Timothy Nichols, director of the Francis Owen Blood Research Laboratory at UNC-Chapel Hill's School of Medicine, told GenomeWeb Daily News that the expanded facility will help the lab build on existing collaborations that use genomics and proteomics technologies.

One such collaboration involves activity-based protein profiling of platelets from pigs with and without atherosclerosis, in which the blood lab is collaborating with a team of investigators led by Leslie Parise, UNC chair of biochemistry and biophysics. The team hopes to learn more about the mechanisms of platelet activation in disease states, as well as find targets for new blood thinning anti-coagulant medicines and other therapies.

The blood lab will vacate its current building in Carrboro, NC, and move to part of the expansion space at Bingham, which dates back to the 1970s. "They've been in a facility that's 50 years old and frankly, at the end of its useful life," Robert Lowman, UNC's associate vice chancellor for research, told GWDN.

Said Nichols: "We will be both expanding existing areas and accommodating research we're not getting to because we needed more room."

In addition to the blood lab, the Bingham facility will also incorporate animal research facilities now leased by the university in a Hillsborough, NC, building once used by what is now GlaxoSmithKline. "It's far away from campus, and [the three-site arrangement] means that we have our dogs and swine at three different places instead of one. And that's a logistical difficulty, particularly for the veterinary staff, because they're back and forth all the time."

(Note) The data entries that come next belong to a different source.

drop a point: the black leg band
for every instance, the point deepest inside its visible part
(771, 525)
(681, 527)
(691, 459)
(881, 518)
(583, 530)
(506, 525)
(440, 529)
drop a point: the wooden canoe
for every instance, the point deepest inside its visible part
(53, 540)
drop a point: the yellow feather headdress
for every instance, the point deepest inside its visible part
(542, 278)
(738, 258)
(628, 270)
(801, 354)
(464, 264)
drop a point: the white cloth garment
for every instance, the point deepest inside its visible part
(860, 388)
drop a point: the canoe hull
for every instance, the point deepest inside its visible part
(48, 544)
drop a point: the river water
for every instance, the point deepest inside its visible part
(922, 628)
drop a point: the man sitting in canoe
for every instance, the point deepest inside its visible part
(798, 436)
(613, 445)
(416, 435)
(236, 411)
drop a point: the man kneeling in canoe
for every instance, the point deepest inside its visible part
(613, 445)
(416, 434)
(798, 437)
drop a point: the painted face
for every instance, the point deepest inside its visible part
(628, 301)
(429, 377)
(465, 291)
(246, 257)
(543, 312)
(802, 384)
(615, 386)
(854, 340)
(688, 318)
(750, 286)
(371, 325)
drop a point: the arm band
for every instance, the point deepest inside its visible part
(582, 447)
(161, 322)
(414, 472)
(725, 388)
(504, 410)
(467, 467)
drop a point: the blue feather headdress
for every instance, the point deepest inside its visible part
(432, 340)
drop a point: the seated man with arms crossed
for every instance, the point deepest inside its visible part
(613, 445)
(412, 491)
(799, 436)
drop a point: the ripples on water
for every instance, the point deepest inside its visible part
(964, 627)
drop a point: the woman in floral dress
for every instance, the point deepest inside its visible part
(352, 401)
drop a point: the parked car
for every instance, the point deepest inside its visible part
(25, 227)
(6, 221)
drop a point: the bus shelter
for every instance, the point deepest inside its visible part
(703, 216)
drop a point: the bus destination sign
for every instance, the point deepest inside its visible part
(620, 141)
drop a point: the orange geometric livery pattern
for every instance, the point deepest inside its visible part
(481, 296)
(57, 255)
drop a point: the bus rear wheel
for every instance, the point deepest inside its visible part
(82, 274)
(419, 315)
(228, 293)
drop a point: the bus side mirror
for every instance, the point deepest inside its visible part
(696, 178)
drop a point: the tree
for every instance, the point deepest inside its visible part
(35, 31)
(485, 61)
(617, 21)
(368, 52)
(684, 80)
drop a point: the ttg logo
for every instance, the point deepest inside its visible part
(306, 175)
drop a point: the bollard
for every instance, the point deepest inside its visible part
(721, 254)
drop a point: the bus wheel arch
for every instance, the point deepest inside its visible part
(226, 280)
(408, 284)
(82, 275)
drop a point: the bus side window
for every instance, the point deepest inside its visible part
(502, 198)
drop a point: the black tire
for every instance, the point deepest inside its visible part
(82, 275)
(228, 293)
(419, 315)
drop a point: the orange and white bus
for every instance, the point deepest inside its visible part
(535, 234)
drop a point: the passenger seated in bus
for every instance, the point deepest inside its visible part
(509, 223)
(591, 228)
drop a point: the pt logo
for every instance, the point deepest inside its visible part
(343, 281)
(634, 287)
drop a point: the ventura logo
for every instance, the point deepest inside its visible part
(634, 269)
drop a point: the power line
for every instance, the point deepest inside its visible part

As for the post-expansion future of the blood lab and Hillsborough facilities, "I think we're going to shut them down," he added.

The expanded Bingham will house about 100 dogs, compared with the approximately 85 dogs now there; as well as 125 pigs, more than double the current swine population. The facility was originally built to quarantine animals before their transfer to vivaria on campus, not to house them permanently.

Lowman said the two buildings to be funded through the stimulus program are in design stages, with schematic drawings due to NIH on July 31.

As a result, Lowman said, construction of the buildings isn't expected to begin until "early 2012, and we would anticipate completion about mid-2013," two years ahead of the deadline year set by the grant.

The expansion is not intended to specifically allow hiring of additional staff since it is a construction grant and has no funding for personnel.

The two planned buildings to be funded by ARRA are among four new facilities taking shape there.

Construction is in progress on a separate building for golden retrievers and other dogs whose muscular dystrophy is similar to Duchenne MD in humans. That facility will be designed to accommodate about 125 dogs, and be ready for occupancy this summer, Lowman said.

UNC-Chapel Hill also plans to construct an additional laboratory operations center building at about the same time as the two stimulus-funded structures. The university plans to spend between $5 million and $8 million to build the operations center, which will include suites for the division of lab animal medicine's veterinary, necropsy and pathology suites, plus surgical suites and procedure rooms for investigators.

That building must be constructed at the same time as the two stimulus-funded buildings in order for the blood lab to relocate, Lowman added.

Two-thirds of the cost of the operations center is expected to come from the school of medicine, the remaining third from the Provost's office. A more precise cost estimate will be possible once the school decides on the building's size, Lowman said.